JAKARTA - Penelitian terbaru yang diterbitkan dalam jurnal Neurology mengungkap adanya hubungan antara gangguan tidur pada lansia dan peningkatan risiko demensia.
Berdasarkan sebuah studi, lansia yang mengalami rasa kantuk berlebih di siang hari dan kurang bersemangat dalam melakukan aktivitas sehari-hari memiliki risiko lebih tinggi untuk mengembangkan sindrom risiko kognitif motorik (MCR), yaitu kondisi yang berpotensi berkembang menjadi demensia.
Individu yang mengalami MCR cenderung berjalan lebih lambat dan memiliki keluhan terkait fungsi kognitif. Meski demikian, dokter belum mendiagnosis kondisi ini sebagai demensia atau gangguan berjalan.
Untuk mempelajari hubungan antara gangguan tidur dan kondisi yang berpotensi memicu demensia, para peneliti melibatkan 445 peserta dengan rata-rata usia 76 tahun yang tidak mengalami demensia saat awal penelitian.

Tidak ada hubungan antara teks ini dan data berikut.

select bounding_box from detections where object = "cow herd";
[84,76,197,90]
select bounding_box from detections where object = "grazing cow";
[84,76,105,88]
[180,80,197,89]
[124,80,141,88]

Para peneliti memberikan kuesioner guna menilai kebiasaan tidur para partisipan, seperti kesulitan tertidur dalam 30 menit, sering terbangun di tengah malam, atau perlu mengonsumsi obat tidur.
Untuk mengukur kantuk berlebih di siang hari, partisipan juga ditanyai tentang frekuensi kesulitan mereka dalam tetap terjaga ketika mengemudi, makan, atau melakukan kegiatan sosial.
Selain itu, peneliti mengevaluasi tingkat antusiasme dan masalah ingatan pada partisipan, termasuk seberapa sulit mereka mempertahankan minat dalam menyelesaikan tugas-tugas sehari-hari.
Kecepatan berjalan para peserta juga diukur menggunakan treadmill pada awal studi dan setiap tahun selama rata-rata tiga tahun.
Dari analisis yang dilakukan, para peneliti menemukan bahwa 35,5 persen partisipan yang mengalami kantuk berat di siang hari serta kurang bersemangat mengalami sindrom MCR, dibandingkan dengan 6,7% yang tidak memiliki kondisi tersebut.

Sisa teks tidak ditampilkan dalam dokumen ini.